China's Crude Stockpiling Surges Amid Weaker Refinery Output and Demand

Brent crude futures for November rose 3 cents to $71.64 a barrel at 0402 GMT, while U.S. crude futures for October increased by 16 cents, or 0.2%, to $68.81 a barrel. Both contracts had settled lower in the previous session, as concerns over supply disruptions eased with the resumption of Gulf of Mexico crude production after Hurricane Francine.

Petroleum Price

  • Oil prices edged up in early trade on Monday, driven by expectations of a U.S. interest rate cut this week. However, gains were capped by weaker data from China and persistent demand concerns.
  • Brent crude futures for November rose 3 cents to $71.64 a barrel at 0402 GMT, while U.S. crude futures for October increased by 16 cents, or 0.2%, to $68.81 a barrel.
  • Both contracts had settled lower in the previous session, as concerns over supply disruptions eased with the resumption of Gulf of Mexico crude production after Hurricane Francine.
  • Additionally, U.S. rig count data showed a weekly rise, further easing supply concerns.
    MCX crude oil prices opened at ₹5,774, up by 0.07%.

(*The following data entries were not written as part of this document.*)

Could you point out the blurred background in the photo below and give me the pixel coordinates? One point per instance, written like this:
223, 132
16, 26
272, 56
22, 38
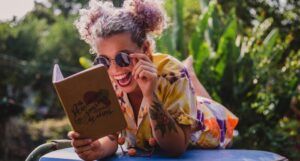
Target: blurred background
246, 54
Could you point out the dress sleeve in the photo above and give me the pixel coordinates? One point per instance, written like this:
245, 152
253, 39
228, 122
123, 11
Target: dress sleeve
178, 98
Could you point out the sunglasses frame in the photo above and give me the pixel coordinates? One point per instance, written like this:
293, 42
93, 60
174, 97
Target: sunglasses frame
124, 63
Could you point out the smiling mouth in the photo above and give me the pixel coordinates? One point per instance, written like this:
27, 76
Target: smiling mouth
124, 80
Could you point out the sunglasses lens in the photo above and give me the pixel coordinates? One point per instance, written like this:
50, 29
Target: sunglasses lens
102, 60
122, 59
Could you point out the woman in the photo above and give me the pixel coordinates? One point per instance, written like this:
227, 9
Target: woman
154, 90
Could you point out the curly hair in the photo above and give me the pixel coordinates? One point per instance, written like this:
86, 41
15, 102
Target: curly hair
144, 19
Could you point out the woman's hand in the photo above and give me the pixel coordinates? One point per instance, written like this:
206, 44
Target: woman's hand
86, 149
144, 73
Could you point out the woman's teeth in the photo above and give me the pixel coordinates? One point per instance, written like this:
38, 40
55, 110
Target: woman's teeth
120, 76
124, 79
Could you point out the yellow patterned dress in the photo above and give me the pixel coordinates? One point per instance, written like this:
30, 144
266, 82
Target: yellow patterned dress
212, 123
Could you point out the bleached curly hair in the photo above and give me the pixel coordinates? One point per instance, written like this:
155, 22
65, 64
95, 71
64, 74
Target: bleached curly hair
144, 19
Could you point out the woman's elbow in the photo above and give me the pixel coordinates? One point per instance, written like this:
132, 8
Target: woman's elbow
176, 152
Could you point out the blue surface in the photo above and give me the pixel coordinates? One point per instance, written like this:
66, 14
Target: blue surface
198, 154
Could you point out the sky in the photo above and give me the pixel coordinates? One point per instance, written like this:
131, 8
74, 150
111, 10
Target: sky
10, 8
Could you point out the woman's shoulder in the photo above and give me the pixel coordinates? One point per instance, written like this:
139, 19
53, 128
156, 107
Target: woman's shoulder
167, 64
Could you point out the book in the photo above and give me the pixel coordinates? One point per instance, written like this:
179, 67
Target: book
89, 101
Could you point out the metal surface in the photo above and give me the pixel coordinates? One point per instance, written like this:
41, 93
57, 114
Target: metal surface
199, 154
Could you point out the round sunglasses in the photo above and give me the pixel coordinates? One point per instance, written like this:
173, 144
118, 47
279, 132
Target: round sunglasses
122, 59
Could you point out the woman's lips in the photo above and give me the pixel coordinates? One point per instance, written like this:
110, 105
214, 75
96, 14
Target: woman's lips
124, 79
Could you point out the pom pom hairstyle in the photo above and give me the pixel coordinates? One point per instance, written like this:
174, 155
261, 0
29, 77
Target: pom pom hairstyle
144, 19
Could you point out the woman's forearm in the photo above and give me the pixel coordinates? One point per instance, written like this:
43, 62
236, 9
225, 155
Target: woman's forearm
109, 145
168, 134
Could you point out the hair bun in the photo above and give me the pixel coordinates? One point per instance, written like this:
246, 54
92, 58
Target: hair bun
148, 14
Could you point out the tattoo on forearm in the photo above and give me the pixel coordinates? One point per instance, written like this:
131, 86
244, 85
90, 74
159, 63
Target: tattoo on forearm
111, 137
164, 123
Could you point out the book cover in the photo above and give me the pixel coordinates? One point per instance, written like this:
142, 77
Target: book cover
89, 101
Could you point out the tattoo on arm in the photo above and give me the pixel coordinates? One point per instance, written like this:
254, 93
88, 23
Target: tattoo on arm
111, 137
164, 123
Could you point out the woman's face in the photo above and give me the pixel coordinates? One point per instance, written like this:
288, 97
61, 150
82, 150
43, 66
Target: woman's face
110, 47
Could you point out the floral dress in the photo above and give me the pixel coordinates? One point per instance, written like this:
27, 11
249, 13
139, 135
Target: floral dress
212, 124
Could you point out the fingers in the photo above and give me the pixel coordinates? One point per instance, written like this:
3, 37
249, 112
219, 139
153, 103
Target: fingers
73, 135
140, 56
141, 66
82, 149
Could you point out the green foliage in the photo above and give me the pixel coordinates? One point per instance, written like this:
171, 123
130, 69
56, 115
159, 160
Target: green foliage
246, 54
250, 71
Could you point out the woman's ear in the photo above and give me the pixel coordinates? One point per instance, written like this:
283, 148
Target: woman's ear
147, 49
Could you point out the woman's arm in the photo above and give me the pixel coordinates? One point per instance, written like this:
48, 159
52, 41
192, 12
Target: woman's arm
170, 136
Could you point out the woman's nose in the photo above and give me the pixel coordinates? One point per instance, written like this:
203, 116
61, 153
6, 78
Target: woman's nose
114, 68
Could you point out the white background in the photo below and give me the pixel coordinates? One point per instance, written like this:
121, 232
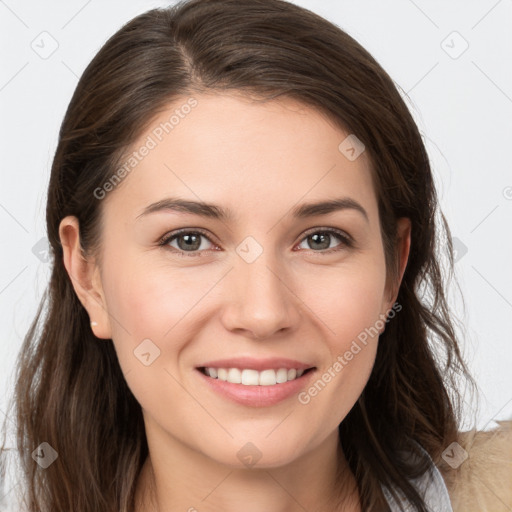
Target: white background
463, 106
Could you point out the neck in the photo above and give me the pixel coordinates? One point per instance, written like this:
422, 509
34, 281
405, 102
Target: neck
319, 480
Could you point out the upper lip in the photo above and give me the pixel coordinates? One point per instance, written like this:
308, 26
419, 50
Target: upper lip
249, 363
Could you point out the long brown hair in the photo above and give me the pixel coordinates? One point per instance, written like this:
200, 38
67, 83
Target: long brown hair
70, 391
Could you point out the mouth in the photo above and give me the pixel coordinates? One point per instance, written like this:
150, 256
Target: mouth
262, 387
251, 377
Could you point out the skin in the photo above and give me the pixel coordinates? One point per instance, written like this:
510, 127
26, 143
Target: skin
259, 159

Petroleum Demand and Supply

  • In China, the largest oil importer, industrial output growth slowed to a five-month low in August, while retail sales and new home prices weakened further. Oil refinery output also declined for the fifth consecutive month, as disappointing fuel demand and weak export margins curtailed production.
  • China boosted crude oil inventories in August by the largest amount in 14 months, confirming that the increase in imports was driven by stockpiling rather than a recovery in fuel consumption.
  • based on official data estimates, 1.85 million barrels per day (BPD) were added to either commercial or strategic storages.
  • This was the largest flow to inventories since June 2023, when 2.1 million BPD were added to stockpiles, and represented a sharp increase from the 280,000 BPD added in July.
  • Although China does not disclose the volumes of crude flowing into or out of strategic and commercial stockpiles, estimates can be made by subtracting the amount of crude processed from the total available from imports and domestic output.
  • China's refineries processed 59.07 million metric tons of crude in July, which is equal to around 13.91 million BPD, according to data released by the National Bureau of Statistics on September 14.

Petroleum News

  • Crude oil prices fell by 0.67% to ₹5,770, pressured by the resumption of production at several U.S. Gulf of Mexico facilities and concerns about weaker oil demand from China.
  • The International Energy Agency (IEA) revised its 2024 global oil demand growth forecast downward by 70,000 BPD to 900,000 BPD, primarily due to a slowdown in Chinese demand. - China's oil demand is expected to grow by only 180,000 BPD in 2024, a significant decline as the country deals with a broader economic slowdown and increased adoption of electric vehicles.
  • The IEA also noted that global oil demand may plateau by the end of this decade, with demand growth weakening in many key regions.
  • In the U.S., crude oil inventories rose by 0.833 million barrels in the week ending September 6, slightly below the expected 1 million rise. Gasoline stocks increased by 2.311 million barrels, while distillate stockpiles rose by 2.308 million barrels, both exceeding market forecasts.
    Meanwhile, China's crude oil imports in August dropped 7% year-on-year to 49.10 million metric tons, though they were up from July’s low of 42.34 million tons.

Expert Opinion

A key factor expected to influence the market this week is the potential aggressiveness of a rate cut by the U.S. Federal Reserve following its September 17-18 meeting. Fed fund futures indicate that investors are increasingly betting on a 50-basis-point cut, rather than a 25-basis-point cut, according to CME FedWatch. Lower interest rates reduce borrowing costs, which can boost economic activity and lift oil demand.